S’agissant du nucléaire, il n’y a pas à ce jour de violation par la Russie de l’accord New START signé avec le président Obama, prévoyant un seuil d’environ 1 500 armes nucléaires pour les deux superpuissances de la Guerre froide. Mais la rhétorique est devenue plus agressive, avec la mise en jeu systématique d’armes nucléaires dans les grands exercices de l’armée russe, des survols de bombardiers à capacité nucléaire, y compris dans la Manche – dans des conditions de sécurité aérienne d’ailleurs discutables –, des déclarations de M. Poutine sur la mise en alerte hypothétique des forces nucléaires au moment où les armées russes faisaient mouvement pour annexer la Crimée, des menaces directes sur les pays alliés comme le Danemark dans l’hypothèse où il accueillerait des forces de défense antimissiles, ou de nombreuses déclarations sur la modernisation des forces nucléaires russes comme l’annonce du déploiement de 40 missiles intercontinentaux à capacité nucléaire.

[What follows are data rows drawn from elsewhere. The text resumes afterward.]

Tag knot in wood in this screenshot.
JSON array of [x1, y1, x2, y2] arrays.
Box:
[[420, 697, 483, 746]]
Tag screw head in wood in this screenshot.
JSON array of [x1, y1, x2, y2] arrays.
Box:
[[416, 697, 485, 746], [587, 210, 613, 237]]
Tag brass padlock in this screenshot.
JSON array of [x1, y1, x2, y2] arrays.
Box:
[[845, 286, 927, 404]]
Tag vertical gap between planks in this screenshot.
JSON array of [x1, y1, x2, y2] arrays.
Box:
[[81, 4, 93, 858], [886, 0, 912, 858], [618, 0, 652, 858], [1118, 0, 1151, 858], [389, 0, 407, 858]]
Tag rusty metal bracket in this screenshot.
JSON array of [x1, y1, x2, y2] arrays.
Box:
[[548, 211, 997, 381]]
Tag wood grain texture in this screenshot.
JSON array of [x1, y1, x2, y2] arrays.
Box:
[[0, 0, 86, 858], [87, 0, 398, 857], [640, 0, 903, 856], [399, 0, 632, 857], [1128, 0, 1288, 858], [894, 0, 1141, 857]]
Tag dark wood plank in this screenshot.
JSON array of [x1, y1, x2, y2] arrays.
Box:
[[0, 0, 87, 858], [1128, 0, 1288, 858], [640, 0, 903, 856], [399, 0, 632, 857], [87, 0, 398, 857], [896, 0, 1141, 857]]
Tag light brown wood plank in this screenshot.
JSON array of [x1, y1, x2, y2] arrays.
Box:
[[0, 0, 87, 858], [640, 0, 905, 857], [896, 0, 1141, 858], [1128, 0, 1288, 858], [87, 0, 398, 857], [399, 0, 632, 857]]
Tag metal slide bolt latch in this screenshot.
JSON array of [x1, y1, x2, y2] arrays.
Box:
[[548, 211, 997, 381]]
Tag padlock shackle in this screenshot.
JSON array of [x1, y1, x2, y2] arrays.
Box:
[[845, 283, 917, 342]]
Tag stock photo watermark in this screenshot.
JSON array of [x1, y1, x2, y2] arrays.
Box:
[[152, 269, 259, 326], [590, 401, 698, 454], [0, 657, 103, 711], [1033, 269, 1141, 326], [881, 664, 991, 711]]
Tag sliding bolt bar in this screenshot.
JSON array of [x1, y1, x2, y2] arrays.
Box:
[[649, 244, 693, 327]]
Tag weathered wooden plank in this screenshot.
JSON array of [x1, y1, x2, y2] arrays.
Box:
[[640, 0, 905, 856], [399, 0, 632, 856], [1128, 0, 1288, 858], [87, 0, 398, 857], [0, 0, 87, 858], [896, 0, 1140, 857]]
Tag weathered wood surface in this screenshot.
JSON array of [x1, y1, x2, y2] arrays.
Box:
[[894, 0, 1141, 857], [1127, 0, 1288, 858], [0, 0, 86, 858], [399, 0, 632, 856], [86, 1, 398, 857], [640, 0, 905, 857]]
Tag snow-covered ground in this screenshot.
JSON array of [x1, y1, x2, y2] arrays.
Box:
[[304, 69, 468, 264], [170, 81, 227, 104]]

Le danger est que prévale l’idée, dont on débat en Russie, qu’on peut « désescalader » une crise par l’emploi de l’arme nucléaire, autrement dit que l’utilisation localisée d’une arme nucléaire tactique permettrait de couper court à un conflit dans une situation donnée. Les exercices Zapad mettent en jeu de façon quasi systématique l’emploi d’armes nucléaires tactiques et il y a un entraînement régulier des forces russes en la matière. Enfin, la Russie nous rappelle constamment qu’elle est une puissance nucléaire – façon de nous dire de ne pas nous mêler de ce qui se passe dans son environnement.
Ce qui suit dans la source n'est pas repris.